As a further check the coefficient of reproducibility (CR) was estimated using only those questions that did not have marginals as extreme as 80 or 20 percent. In all these checks, and in those using all twelve items, the coefficient of reproducibility was about .95, which is relatively high, and quite a bit higher than the coefficient of reproducibility of scales devised by Guttman during World War II.9 The National Adult Sample had coefficients of reproducibility that were a few percentage points higher than the student sample on both male and female scales.
The coefficient of scalability (CS) was designed by Herbert Menzel (while he was working on his Ph.D.) to indicate the proportion of the total possible improvement that a particular Guttman scale affords over what could be predicted by knowing only the extremeness of individual responses and the extremeness of the marginals to each question.10 In short, the coefficient of scalability informs the researcher as to what proportion of the remaining indeterminateness is removed by the scale in use. Menzel suggests that the coefficient of scalability should be about .60 to .65, which was the average coefficient of scalability that he estimated Guttman achieved from his World War II scales. Both the male and female scales in the student and the adult samples had coefficients of scalability that were between .80 and .90, indicating that more than eighty percent of the indeterminateness had been removed by the use of the Guttman-scale model.
Similar to the coefficient of scalability is the minimal marginal reproducibility (MMR) devised by Edwards.11 This measure simply takes the modal response for each scale item and divides it by the number of items, to obtain a reproducibility level that could be operated on just with knowledge of the extremeness of the item modes. A comparison of the minimal marginal reproducibility with the coefficient of reproducibility of the scale yields a measure of the improvement afforded by fitting the items to the Guttman-scale model. The minimal marginal reproducibility differed from the coefficient of reproducibility in the twelve-item male and female scales by about twenty percentage points. Minimal marginal reproducibility differs from a coefficient of scalability by not including any measure of the extremeness of individual responses, but it involves a similar type of logic.
In arranging scale responses into a Guttman-scale cumulative pattern, a considerable amount of juggling often occurs. It is well to have some measure of this because the less of it, the more the researcher can feel that the results were not artificially produced by simply an elaborate rearrangement of the responses. One way to measure this is to see what percentage of the respondents give pure scale-type responses, that is, give responses that fit perfectly one of the scale types in the particular scale. The percentage of respondents with pure scale responses to the twelve-item male and female scales was slightly over fifty percent in the student sample and almost sixty percent in the adult sample.12 Relative to other scales, this is a good level of pure scale response. Many of the other respondents had only one error in their response patterns, and this also reduces the amount of "juggling" involved. As noted above, the two items with the greatest error were items 4 and 8, with item 4 being the largest producer of error.
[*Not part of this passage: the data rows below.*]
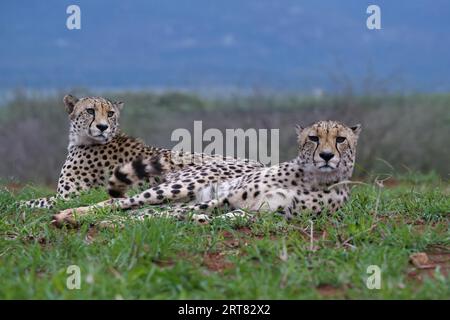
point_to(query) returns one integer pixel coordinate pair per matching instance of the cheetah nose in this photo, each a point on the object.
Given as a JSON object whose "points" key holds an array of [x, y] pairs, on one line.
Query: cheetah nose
{"points": [[102, 127], [327, 156]]}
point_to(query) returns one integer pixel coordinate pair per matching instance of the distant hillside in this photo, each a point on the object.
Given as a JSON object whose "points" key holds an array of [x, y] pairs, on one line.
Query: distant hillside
{"points": [[284, 44]]}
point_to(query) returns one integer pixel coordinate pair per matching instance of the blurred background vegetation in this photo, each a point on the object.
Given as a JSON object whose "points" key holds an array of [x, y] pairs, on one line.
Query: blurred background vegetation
{"points": [[401, 133]]}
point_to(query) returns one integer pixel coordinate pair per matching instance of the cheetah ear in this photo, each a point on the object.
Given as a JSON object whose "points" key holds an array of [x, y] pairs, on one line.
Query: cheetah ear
{"points": [[69, 102], [356, 129], [119, 105], [298, 129]]}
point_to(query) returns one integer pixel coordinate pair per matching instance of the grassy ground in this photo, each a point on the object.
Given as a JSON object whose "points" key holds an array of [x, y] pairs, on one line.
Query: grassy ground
{"points": [[268, 259]]}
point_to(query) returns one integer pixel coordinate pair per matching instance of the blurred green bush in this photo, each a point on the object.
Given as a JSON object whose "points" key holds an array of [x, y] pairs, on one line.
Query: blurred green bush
{"points": [[400, 132]]}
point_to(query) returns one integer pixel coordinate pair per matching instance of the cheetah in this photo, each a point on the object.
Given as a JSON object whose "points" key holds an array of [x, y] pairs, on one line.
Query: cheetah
{"points": [[99, 154], [315, 180]]}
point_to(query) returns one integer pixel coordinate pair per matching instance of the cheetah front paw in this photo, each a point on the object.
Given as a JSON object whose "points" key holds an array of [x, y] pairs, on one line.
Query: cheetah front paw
{"points": [[201, 218], [64, 217]]}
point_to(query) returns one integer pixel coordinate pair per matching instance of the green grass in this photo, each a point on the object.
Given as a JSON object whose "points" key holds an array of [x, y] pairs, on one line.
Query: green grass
{"points": [[268, 259]]}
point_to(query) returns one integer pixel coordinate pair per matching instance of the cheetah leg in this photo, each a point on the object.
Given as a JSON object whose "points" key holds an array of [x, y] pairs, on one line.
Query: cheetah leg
{"points": [[41, 203], [67, 216], [155, 195]]}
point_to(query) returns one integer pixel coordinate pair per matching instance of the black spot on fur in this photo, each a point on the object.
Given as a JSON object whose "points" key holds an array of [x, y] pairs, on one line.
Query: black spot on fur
{"points": [[122, 176], [139, 168]]}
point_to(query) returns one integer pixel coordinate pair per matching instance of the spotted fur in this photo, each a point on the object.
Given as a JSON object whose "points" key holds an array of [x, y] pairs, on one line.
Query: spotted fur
{"points": [[98, 151], [327, 151]]}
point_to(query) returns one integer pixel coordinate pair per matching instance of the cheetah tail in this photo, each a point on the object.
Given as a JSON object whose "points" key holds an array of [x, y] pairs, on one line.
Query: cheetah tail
{"points": [[131, 173]]}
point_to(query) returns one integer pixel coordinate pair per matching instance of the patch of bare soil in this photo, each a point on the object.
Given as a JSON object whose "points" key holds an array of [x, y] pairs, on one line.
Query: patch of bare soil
{"points": [[216, 262], [425, 264]]}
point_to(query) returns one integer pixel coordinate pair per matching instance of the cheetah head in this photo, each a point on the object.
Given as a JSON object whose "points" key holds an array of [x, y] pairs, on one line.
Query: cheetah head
{"points": [[328, 149], [93, 120]]}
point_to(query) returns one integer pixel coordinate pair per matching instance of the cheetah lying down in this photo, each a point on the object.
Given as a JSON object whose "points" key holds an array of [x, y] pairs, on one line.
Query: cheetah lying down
{"points": [[312, 181], [98, 151]]}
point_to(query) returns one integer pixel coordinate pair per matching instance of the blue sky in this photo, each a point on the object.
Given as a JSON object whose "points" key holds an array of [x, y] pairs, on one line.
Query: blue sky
{"points": [[305, 46]]}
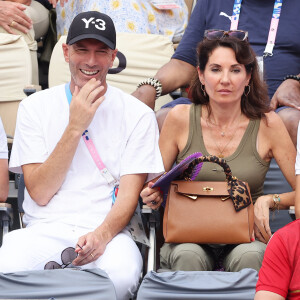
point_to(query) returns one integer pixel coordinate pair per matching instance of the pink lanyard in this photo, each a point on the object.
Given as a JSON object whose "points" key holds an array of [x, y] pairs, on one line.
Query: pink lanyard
{"points": [[98, 161], [91, 147], [273, 27]]}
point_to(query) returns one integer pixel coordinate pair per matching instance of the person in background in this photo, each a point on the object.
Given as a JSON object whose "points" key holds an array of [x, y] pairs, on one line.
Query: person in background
{"points": [[229, 118], [269, 23], [279, 276], [28, 18], [3, 165], [133, 16]]}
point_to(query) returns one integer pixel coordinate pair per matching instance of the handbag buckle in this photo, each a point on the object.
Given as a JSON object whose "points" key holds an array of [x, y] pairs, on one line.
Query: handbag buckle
{"points": [[207, 189], [194, 197]]}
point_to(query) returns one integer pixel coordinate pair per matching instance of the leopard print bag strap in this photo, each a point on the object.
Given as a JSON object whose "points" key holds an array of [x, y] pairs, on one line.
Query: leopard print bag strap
{"points": [[237, 189]]}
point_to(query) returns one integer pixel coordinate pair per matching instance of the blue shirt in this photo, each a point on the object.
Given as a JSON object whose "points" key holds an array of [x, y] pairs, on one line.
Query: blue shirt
{"points": [[255, 18]]}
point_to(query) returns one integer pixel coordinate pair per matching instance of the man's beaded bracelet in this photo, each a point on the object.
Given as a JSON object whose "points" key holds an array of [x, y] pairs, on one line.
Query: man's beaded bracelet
{"points": [[153, 82], [295, 77], [276, 200]]}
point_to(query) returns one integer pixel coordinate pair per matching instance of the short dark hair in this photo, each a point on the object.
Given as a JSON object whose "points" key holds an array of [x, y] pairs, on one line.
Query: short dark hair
{"points": [[256, 104]]}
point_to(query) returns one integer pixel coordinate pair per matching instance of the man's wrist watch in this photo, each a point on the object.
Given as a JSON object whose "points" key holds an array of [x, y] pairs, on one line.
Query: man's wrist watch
{"points": [[153, 82], [295, 77]]}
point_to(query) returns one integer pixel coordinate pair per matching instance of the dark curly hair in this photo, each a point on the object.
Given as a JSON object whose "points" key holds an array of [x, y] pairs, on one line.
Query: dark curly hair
{"points": [[256, 104]]}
In both samples, item 4 averaged about fifteen to twenty percent error, while item 8 averaged about half of this amount or less, and all other items averaged very low in errors.
In sum, then, all the samples, both student and adult, showed a coefficient of reproducibility of about .95, a coefficient of scalability of about .85, a minimal marginal reproducibility of about .75 and a percent pure scale type of about .55. Compared to other scales used by Guttman and others, these results are very much on the high side. Taken together with the fact that no question had to be dropped, it lends strong support to the validity of the twelve-item male and female scales.
The explanation for the errors in items 4 and 8 that seems most persuasive is that there simply is a lack of clarity in American cultural values regarding the relation of these questions to some of the other scale questions. For example, there is no lack of clarity regarding the place of item 4 when it is compared only to the other kissing questions, and there is no lack of clarity concerning the rank of item 8 when it is compared to the other petting questions. The lack of ranking consensus occurs when item 4 is compared with items on petting or coitus and when item 8 is compared with items on coitus. Thus, it is in the interrelation of the three physical areas of kissing, petting, and coitus that the errors occur. Whether affectionless kissing is more permissive than affectionate petting or affectionate coitus is the sort of question that does not seem to be clearly answered by the American value system.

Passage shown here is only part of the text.